Or HPtFTU, for short. That’s what Francis Spufford renames the Christian doctrine of original sin in his recent book, Unapologetic. Pascal-Emmanuel Gobry praises the rhetorical move, writing that it presents “an old, and much-maligned, idea in a fresh new light”:
Casting original sin as HPtFTU shows how all our sins are somehow connected.
It allows, as Spufford masterfully writes, to realize how, on some level, my selfishly, dumbly cutting remark to my wife is, in its fundamental meanness and selfishness, the same thing as beating up a homeless vagrant, is the same thing as defrauding your employer, etc. It forbids us from casting the evils of others as “other” and therefore beneath us, and it reveals the important truth that all of the infinite panoply of human evil, despite the great diversity of its commission, ultimately has the same source.

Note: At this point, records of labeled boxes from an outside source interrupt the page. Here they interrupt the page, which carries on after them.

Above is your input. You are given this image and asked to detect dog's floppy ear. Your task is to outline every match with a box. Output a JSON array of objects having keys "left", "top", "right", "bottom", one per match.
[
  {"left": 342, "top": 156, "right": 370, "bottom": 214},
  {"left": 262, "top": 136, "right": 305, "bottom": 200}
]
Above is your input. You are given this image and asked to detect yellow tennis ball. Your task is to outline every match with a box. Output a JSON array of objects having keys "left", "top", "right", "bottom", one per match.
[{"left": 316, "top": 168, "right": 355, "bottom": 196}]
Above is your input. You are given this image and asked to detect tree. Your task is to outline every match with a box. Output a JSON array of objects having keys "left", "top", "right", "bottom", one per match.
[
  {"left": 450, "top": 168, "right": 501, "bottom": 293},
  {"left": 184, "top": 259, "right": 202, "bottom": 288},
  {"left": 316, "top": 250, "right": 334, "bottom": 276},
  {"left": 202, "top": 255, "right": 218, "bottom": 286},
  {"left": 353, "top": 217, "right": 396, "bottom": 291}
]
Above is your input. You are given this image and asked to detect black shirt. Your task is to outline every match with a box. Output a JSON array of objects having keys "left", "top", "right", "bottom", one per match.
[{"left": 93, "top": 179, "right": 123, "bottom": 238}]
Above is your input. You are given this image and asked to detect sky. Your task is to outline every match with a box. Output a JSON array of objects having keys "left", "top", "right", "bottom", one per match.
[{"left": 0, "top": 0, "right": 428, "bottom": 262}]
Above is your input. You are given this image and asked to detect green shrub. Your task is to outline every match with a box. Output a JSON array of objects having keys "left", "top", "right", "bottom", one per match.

Casting original sin as HPtFTU shows how original sin makes us all equal before the eyes of God, and shows that our HPtFTU means that none of us can ever think that we are better than any other, because all of us are fundamentally broken and equal in our brokenness. Therefore, casting original sin as HPtFTU shows that, contrary to the legend of sin as an instrument for enforcing guilt-ridden terror, the recognition of original sin is the first step on a path of love, because once I see in you the same brokenness that is in me, I am moved to love you. Casting original sin as HPtFTU, therefore, lets us enter into the properly Christian dynamic of, recognizing ourselves as broken, moving both towards God—since only He, and nothing of this world, can heal the HPtFTU—and towards our fellow man—equally fallen and, therefore, equally crying out for love.